Almost 6 million Floridians may soon need to relocate to avoid extreme living conditions and submerged property.

Scientists believe that the coast of South Florida could be flooded entirely by 2100, with some parts wholly submerged in the next 30 years.

The Florida Keys are the ground zero of this fight against rising sea levels

The Florida Keys are getting warmer and warmer every year. The temperatures are just a little hotter, but that spells a disaster on many levels.

The sea levels rise as glaciers melt under new temperatures, which could cause entire parts of Florida to go underwater in a few decades — maybe as soon as in 30 years.
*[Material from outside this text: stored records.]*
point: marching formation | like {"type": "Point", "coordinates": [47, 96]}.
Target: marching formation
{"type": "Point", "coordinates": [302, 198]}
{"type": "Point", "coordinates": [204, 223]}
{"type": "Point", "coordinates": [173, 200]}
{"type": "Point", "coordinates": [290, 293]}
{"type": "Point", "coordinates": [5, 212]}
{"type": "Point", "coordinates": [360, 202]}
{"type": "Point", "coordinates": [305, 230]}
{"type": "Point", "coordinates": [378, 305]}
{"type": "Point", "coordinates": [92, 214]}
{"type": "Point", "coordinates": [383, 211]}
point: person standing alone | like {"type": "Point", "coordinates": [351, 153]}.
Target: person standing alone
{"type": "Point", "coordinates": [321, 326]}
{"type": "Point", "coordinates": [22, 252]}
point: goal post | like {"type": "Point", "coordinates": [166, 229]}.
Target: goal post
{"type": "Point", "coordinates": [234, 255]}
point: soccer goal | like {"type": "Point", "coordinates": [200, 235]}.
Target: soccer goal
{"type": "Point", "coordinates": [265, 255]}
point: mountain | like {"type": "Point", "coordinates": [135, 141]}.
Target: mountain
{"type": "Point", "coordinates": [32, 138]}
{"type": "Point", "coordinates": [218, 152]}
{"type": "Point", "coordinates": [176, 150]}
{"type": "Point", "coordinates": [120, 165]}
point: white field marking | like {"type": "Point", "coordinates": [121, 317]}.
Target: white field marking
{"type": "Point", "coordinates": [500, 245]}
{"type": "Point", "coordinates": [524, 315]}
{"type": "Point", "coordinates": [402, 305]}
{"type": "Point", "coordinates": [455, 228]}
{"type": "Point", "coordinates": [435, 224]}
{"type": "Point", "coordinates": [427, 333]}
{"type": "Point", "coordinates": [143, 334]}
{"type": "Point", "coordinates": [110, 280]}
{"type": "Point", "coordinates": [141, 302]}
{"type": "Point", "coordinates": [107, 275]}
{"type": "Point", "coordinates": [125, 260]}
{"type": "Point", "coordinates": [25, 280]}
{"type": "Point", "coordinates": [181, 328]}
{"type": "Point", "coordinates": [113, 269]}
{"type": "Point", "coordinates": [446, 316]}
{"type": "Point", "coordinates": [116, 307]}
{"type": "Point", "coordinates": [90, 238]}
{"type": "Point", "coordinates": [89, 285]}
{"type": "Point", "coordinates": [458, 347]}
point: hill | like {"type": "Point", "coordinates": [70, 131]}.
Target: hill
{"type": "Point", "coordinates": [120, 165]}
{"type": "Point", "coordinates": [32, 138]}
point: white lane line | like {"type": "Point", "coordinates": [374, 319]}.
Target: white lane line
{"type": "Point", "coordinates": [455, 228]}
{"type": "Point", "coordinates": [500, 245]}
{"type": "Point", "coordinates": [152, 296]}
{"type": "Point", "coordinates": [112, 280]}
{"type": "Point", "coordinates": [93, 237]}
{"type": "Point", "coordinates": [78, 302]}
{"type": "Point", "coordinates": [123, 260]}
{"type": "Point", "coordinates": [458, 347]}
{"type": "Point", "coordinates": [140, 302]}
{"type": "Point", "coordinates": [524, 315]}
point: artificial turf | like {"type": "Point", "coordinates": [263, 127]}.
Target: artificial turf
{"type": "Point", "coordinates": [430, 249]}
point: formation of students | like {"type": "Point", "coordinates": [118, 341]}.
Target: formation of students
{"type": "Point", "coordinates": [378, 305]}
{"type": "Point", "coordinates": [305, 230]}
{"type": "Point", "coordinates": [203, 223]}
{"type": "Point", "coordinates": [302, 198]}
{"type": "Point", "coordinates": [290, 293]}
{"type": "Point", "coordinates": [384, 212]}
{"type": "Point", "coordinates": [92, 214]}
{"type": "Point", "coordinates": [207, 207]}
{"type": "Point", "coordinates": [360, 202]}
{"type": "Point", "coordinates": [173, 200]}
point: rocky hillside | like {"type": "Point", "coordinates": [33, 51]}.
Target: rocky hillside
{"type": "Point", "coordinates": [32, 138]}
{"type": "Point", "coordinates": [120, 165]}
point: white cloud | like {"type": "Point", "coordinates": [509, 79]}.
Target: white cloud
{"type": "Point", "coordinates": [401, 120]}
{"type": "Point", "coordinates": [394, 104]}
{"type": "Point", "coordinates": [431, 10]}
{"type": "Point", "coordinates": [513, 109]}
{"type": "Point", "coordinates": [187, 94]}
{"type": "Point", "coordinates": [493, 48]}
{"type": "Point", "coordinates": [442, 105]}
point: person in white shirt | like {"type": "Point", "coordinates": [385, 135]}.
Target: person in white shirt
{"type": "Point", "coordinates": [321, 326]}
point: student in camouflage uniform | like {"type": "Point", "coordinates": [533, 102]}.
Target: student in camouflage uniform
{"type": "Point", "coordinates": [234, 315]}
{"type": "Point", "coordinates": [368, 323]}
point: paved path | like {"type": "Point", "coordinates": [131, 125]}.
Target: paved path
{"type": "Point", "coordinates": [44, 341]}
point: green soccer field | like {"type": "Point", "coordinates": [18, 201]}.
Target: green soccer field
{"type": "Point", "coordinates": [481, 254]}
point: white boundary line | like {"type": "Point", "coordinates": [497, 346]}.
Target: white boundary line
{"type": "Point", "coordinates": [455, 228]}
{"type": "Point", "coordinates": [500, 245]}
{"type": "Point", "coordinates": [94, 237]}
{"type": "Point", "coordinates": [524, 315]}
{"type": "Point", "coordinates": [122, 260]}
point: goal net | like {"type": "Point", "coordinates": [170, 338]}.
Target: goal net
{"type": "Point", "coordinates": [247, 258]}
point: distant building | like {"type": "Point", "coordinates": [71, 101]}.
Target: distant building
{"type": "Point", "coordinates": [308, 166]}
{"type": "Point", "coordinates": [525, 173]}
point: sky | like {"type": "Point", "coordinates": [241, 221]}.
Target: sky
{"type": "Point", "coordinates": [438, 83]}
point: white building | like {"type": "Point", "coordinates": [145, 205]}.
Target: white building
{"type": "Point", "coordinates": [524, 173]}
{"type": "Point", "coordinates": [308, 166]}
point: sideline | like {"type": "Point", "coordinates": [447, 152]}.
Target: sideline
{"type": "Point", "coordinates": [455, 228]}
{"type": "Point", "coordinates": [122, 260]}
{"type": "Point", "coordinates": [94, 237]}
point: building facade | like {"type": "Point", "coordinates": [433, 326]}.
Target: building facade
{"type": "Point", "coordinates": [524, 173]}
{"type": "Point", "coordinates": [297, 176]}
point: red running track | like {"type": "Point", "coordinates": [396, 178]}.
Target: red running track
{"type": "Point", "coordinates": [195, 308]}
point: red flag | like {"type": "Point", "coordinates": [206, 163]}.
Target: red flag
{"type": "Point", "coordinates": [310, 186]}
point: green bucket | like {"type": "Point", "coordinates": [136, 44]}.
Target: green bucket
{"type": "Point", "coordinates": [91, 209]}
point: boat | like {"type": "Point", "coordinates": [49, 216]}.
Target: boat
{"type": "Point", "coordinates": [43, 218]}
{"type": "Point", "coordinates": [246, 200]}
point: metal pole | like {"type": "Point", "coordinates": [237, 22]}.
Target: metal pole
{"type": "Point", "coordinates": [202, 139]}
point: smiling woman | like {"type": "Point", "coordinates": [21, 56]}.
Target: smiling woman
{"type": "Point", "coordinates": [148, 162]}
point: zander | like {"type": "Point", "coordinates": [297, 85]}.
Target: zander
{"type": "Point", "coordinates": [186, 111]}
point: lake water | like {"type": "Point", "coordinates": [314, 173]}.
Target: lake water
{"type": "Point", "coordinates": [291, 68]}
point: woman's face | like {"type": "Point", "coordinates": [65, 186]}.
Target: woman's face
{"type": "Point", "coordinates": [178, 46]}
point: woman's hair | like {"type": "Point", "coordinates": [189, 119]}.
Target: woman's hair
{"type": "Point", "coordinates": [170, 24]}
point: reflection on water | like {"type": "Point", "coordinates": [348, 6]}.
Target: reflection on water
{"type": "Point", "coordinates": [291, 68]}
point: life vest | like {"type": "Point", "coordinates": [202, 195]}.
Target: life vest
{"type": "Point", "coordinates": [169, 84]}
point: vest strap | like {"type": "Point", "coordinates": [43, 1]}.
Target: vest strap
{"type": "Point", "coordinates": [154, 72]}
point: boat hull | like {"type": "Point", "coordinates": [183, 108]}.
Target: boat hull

The only way to stop climate change from destroying our homes is by supporting green legislation, changing our lifestyles, and investing in sustainable ways of living.

Florida Keys overview

The Florida Keys are a cluster of islands connected by bridges in Monroe County of South Florida. The Keys extend from the mainland to the open water and are made up of over 800 individual keys connected with 42 bridges. Key

Suppose you’re looking for a perfect summer holiday all year round. The Keys are singlehandedly one of the most beautiful places in America and offer a great selection of fun summer activities, including diving, fishing, and paddleboarding.

Sadly, we may not enjoy this piece of heaven for long. The problem? Hurricane, tropical storms, and rising sea levels. Soon, the whole archipelago could sink underwater together with businesses, homes, and other property.

South Florida is ground zero for climate change, with the Florida Keys being first in line for going underwater

The Florida Keys are sinking. Of course, we’re not going to plunge underwater like someone took the floor underneath our feet. Still, the change is happening more rapidly than many are lead to believe by their representatives and property developers.

The Union of Concerned Scientists estimate that Key West could be under in just 30 years. If your stop and think about it, we may lose parts of America in our lifetime. The occupations won’t be China, Russia, or any other global force but nature itself.

The land is slowly but surely disappearing beneath the waves of rising seas and water levels. The underwater city of Atlantis is great as a story but not as a reality. I’d love to enjoy Key Largo, Key West, Big Pine Key, and Little Torch Key with my children and grandchildren one day. Maybe even show them Florida’s coral reef if there is anything left of it by the time they’re born.

Key West and other Keys experience prolonged floodings, sometimes lasting for ten weeks straight. Lower Duval Street around Greene and Front Streets are among the first touristic hotspots to experience frequent and harsh weather conditions. Upper Duval is also at high risk, while Beachside is completely mapped out as an area that could soon be underwater.

Locals and tourists are both forced to drive in salt water, which is damaging to cars and property. In addition, many rich locals use paddleboards as transportation during high tides, which is as absurd as it sounds. This shouldn’t be normal.

The other side ensures us that we don’t have anything to worry about. Many Youtube influencers and government representatives disapprove of the overwhelming scientific consensus on climate change. The common argument is that climate is changing and that we’re not really a factor in that. Some may even point to slow acceleration in global temperatures, telling you how it is what it is and that you can’t do much about it.

However, the scientific consensus in standard science stands at around 97%, which doesn’t wear off under desperate Republican scrutiny. Even the biggest critics and vigorous fact-checkers find the consensus to sit anywhere between 90%–100%. The only people who disagree with it are the corporations that make money from disrupting the climate at scale.

What can we do to save Key West?

  • Get involved with local organizations fighting climate change and preserving life in South Florida, like Citizens’ Climate Lobby or Florida Keys Audubon Society.
  • Vote for green legislation that may help curb the rising sea levels.
  • Drive less, and don’t splurge on energy consumption.
  • Eat less meat. The meat industry contributes to almost 15% of all greenhouse emissions — more than driving cars and flying planes.

I realize that climate change is not a fun topic, but not having parts of Florida in 30 years due to unhinged pollution is much more catastrophic.